Each year as November moves toward the day, my contemplation increases. For those who know me well, “more contemplative” is hard to imagine, I’m sure. But it’s also true.
This year I realized with clarity that the fraction of my life where I had a brother in real-time is becoming small compared to my age. I’m now 36. I had a living little brother for 10 years, from ages 5 to 15. As I age, that time gets further removed and yet, no less important. I think there are those who assume that people grieving loss will eventually “get over it.” I say right here, my brother isn’t something to “get over” as if he was a spilled drink. He was my sibling. My playmate. He was a son. A grandson. A cousin. A nephew. A friend. A classmate. He’s not something you just get over or move on from. That language and expectation isn’t helpful. It’s also not what healing means.

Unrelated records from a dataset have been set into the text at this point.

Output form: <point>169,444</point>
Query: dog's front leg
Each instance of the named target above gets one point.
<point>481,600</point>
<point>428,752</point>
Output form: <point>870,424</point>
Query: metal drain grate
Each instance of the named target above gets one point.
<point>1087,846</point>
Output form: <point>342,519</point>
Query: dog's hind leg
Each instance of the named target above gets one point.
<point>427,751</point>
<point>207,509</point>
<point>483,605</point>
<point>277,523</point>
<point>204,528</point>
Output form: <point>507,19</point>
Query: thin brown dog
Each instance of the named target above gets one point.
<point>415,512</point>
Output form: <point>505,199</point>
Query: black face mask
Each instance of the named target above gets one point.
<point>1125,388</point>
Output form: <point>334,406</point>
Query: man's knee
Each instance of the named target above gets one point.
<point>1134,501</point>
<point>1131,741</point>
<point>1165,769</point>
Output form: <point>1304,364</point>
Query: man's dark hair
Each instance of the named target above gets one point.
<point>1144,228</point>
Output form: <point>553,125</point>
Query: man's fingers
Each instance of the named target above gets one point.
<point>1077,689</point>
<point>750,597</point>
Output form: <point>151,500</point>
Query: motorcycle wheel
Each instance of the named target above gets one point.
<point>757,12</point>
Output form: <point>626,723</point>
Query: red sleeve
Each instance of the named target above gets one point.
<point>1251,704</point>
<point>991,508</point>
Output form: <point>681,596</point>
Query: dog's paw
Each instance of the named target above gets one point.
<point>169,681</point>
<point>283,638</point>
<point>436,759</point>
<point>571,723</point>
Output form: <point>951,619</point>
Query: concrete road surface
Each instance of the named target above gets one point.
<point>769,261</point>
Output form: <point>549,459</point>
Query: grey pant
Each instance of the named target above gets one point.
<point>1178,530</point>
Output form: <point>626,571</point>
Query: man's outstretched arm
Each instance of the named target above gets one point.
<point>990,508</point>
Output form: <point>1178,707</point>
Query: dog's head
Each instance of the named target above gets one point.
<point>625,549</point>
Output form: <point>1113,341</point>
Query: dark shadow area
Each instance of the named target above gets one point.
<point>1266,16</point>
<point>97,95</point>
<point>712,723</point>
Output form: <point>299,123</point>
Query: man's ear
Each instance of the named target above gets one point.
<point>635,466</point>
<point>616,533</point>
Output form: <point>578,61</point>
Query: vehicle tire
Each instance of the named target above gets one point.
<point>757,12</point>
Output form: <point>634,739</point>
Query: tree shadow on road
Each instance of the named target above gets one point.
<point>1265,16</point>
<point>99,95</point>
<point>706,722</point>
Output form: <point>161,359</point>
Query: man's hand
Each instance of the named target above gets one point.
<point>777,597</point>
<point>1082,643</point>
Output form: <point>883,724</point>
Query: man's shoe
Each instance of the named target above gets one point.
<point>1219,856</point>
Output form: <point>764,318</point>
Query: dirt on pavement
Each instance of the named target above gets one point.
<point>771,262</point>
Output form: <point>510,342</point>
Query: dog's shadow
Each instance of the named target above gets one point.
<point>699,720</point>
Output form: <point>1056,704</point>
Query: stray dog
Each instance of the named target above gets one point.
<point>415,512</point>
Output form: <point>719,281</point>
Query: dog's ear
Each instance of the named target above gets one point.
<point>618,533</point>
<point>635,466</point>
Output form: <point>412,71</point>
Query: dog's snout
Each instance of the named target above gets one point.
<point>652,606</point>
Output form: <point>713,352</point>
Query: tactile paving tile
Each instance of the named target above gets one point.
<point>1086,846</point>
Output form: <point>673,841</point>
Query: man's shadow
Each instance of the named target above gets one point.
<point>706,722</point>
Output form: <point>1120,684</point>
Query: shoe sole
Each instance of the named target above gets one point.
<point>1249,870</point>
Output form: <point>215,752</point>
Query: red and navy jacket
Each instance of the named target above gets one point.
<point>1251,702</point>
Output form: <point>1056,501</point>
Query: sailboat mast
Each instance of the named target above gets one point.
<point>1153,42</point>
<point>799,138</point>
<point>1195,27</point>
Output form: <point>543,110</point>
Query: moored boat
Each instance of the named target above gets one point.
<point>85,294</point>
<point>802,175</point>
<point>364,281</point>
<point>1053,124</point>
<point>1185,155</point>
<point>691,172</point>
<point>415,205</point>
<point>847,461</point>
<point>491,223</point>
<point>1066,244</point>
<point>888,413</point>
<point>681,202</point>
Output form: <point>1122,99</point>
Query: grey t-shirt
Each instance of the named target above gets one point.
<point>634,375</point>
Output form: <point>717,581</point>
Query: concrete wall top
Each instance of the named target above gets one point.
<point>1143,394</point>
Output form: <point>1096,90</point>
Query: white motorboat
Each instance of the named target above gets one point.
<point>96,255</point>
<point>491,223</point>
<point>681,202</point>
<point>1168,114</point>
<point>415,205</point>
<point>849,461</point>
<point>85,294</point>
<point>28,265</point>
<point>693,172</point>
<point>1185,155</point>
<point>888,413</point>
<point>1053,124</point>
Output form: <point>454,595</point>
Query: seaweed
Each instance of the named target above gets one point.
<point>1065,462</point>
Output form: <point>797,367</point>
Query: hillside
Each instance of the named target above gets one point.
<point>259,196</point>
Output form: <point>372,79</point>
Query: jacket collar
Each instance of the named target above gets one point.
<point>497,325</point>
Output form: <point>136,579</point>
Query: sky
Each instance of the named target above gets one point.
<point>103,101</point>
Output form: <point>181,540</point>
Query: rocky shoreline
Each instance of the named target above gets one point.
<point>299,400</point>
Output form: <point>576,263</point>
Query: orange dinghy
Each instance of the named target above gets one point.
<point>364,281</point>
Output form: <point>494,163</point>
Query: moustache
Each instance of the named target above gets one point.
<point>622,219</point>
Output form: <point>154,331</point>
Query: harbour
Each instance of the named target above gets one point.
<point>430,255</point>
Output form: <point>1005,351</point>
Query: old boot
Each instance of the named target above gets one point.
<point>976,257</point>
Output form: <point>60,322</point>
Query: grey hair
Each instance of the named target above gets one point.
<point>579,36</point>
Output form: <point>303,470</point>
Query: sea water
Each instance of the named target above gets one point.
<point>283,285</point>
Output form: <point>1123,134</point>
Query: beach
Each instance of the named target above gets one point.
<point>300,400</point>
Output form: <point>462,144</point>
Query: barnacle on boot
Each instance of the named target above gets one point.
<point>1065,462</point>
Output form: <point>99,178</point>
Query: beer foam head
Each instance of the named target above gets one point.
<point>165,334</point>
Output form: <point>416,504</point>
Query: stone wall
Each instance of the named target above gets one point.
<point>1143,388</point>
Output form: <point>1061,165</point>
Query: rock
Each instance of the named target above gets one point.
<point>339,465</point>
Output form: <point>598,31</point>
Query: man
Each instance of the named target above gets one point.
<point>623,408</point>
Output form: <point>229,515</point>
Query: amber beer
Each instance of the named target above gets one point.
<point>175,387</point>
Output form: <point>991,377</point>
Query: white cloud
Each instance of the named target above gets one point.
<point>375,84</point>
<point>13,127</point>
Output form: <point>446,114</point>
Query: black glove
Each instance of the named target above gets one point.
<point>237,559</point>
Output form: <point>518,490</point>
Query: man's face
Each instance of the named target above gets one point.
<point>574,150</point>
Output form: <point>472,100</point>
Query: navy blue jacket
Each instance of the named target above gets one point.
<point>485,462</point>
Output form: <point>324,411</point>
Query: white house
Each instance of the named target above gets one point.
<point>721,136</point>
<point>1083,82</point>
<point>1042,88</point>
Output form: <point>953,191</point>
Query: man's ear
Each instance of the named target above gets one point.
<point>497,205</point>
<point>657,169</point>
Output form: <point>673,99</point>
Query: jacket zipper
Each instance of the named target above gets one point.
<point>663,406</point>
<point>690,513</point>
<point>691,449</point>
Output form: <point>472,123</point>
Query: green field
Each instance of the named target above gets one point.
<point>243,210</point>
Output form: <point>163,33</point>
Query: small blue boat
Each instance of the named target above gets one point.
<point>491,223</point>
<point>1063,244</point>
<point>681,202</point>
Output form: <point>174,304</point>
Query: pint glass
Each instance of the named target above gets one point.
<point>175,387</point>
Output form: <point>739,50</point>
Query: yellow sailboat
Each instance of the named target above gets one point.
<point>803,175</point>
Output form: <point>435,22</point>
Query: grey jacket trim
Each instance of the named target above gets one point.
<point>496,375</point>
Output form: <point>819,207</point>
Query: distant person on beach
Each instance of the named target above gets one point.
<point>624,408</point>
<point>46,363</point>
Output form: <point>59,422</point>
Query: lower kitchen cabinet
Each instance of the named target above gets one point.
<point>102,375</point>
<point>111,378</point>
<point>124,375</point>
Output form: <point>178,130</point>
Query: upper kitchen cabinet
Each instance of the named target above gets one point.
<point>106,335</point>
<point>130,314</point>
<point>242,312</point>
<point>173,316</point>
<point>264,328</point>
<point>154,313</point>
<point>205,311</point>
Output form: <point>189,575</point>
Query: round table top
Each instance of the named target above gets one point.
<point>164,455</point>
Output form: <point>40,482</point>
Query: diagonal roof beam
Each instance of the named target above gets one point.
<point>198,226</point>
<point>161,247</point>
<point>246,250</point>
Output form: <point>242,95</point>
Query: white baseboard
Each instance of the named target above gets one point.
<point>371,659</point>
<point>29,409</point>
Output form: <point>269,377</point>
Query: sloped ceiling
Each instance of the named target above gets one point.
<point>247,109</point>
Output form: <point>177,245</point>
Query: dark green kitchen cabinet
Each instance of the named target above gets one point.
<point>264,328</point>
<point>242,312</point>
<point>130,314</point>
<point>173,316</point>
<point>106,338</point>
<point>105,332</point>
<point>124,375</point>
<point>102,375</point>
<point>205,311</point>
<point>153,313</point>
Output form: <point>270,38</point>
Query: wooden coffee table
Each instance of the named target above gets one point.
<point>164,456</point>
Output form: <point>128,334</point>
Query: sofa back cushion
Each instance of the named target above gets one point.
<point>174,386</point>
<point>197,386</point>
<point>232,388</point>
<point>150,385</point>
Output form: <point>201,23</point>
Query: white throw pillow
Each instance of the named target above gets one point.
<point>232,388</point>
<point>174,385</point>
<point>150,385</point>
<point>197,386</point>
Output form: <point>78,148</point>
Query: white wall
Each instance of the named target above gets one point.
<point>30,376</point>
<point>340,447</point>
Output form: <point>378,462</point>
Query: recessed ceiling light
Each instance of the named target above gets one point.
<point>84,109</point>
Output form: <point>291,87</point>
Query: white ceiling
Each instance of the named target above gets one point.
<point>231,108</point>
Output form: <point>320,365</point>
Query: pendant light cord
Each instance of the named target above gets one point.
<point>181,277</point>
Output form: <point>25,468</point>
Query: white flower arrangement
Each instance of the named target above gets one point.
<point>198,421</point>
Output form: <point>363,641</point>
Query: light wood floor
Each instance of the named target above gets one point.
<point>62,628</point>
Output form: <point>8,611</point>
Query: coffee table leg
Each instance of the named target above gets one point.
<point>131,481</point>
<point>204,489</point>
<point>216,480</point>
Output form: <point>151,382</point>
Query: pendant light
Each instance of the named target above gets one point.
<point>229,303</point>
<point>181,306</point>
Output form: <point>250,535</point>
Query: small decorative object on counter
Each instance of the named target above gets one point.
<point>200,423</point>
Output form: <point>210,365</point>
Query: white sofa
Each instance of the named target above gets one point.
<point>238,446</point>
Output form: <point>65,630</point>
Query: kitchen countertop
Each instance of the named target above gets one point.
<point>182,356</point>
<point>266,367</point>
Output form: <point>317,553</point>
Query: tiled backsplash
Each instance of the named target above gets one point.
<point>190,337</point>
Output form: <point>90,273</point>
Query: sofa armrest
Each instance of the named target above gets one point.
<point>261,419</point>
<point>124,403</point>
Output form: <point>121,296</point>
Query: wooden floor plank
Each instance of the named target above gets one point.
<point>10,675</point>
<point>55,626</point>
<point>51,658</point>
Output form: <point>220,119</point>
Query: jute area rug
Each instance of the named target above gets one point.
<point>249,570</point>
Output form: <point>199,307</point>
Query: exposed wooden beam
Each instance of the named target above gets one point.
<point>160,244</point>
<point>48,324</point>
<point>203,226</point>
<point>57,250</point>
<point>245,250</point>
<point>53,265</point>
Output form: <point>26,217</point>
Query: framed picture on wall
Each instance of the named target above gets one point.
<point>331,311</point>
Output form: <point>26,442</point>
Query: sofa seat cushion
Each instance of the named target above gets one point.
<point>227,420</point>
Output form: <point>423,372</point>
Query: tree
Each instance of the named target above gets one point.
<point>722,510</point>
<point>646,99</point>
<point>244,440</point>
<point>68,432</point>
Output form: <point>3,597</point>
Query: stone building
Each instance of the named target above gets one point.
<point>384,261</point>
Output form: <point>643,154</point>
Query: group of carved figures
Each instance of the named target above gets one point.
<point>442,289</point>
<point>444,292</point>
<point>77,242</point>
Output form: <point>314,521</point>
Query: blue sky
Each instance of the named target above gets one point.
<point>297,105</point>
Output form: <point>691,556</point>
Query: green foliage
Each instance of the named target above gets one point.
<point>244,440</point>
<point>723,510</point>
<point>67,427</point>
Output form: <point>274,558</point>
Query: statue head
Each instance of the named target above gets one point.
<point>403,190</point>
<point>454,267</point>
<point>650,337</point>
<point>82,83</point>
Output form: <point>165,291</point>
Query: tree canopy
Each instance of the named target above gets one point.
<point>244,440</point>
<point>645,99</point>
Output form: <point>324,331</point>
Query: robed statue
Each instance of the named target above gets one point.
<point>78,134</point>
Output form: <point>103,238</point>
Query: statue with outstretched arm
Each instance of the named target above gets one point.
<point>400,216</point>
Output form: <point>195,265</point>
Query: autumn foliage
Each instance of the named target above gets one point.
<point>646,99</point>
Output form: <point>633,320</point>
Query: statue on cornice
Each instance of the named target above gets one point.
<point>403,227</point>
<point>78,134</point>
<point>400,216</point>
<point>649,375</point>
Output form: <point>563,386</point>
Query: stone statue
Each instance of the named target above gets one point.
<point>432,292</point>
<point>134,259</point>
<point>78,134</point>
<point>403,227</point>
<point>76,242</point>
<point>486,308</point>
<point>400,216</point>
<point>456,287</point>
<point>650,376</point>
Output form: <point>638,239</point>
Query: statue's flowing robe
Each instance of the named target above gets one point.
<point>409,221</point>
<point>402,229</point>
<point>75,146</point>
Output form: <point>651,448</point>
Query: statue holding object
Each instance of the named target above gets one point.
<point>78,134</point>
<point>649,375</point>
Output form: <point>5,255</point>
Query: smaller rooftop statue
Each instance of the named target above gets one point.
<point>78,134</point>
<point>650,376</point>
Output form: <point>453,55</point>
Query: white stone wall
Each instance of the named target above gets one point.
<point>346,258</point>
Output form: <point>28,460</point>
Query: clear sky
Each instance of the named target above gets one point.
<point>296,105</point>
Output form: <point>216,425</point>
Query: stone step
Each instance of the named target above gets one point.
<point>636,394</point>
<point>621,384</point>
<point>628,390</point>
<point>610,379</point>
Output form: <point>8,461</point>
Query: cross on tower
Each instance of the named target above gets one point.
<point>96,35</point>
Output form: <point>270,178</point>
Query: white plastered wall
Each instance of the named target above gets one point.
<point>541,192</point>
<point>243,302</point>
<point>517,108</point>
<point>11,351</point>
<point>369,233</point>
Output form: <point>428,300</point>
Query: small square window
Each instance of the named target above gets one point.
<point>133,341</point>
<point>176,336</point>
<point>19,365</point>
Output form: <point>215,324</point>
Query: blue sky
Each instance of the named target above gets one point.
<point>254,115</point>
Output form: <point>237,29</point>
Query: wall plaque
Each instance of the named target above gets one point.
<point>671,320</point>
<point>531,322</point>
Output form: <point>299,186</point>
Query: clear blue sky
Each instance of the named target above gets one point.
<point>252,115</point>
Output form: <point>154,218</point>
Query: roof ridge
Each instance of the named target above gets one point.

Additionally, I’ve been contemplating the implications of living in a completely different community from where I grew up. Whereas my childhood community knew my brother and remember the tragedy, that’s not the case for the majority of my current friends. If I never mentioned him, they wouldn’t know of his life or of his death. My husband never knew my brother and wasn’t around when my family’s world stopped spinning. While he entered my life just a few years later and tried to reconcile the heavy grief that overshadowed all holidays back then, he simply couldn’t fathom the intensity–he entered my life, but the death wasn’t his story. My kids know of their uncle. In fact, they call him Uncle Kenneth. But the reality is, they don’t know him. My current church body didn’t walk with me in the aftermath, nor did the Hillsboro community. So, in my day-to-day world, Nov. 15 is just another day. Except for me, as my world slows its spinning for a few waking hours and I end up behind everyone else. Perhaps some would suggest ignoring the day. Stuff it. Keep busy. Don’t think. But I’d say, pretending is no longer an option. I’ve tried. The strategy doesn’t work. And anyway, that particular pair–ignoring and pretending–isn’t what healing means, either.
So what does healing mean?
While healing isn’t the absence of pain, it’s also not the absence of joy. It’s the realization that emotions co-exist.
Jones explains, “Healing is allowing joy to enter a heart of pain.”
I first remember this happening years ago when I realized that a dear pastor from my past shares his birthday with my brother. For this man and his family, Nov. 15 is a day of celebration. Because I care about him, I am thankful for his birth. I want to celebrate him. It gave me another element to focus on in the midst of pain. It was a small beckoning to pull back from my own grief just a bit to see more of the world around me. Joy entered the pain.
“Sometimes memories bring joy and sometimes they bring sadness,” Jones writes. “It’s okay to cry. Don’t pretend it doesn’t hurt. And it’s okay to laugh. The past may bring a smile, or present situations with old and new friends can add memories to my life. Don’t stifle the joy either. In fact, I’ve learned I must express both joy and pain. When I avoid one or the other, I lose them both. The concept took a while to process. When I try to eliminate pain in my life, I find I don’t experience joy either. It’s comparable to a pendulum swinging back and forth in perpetual motion. If I stick an object into the swing of it, to stop it from swinging too far one way, it will also stop swinging as far the other way too. Likewise, the more I deny myself sorrow, the less capable I am of joy. It’s simple, really. A healed heart works again. It’s able to feel both positive and negative emotions. Joy and sorrow.”
Renewed thinking. Joy mingling with pain. That’s healing.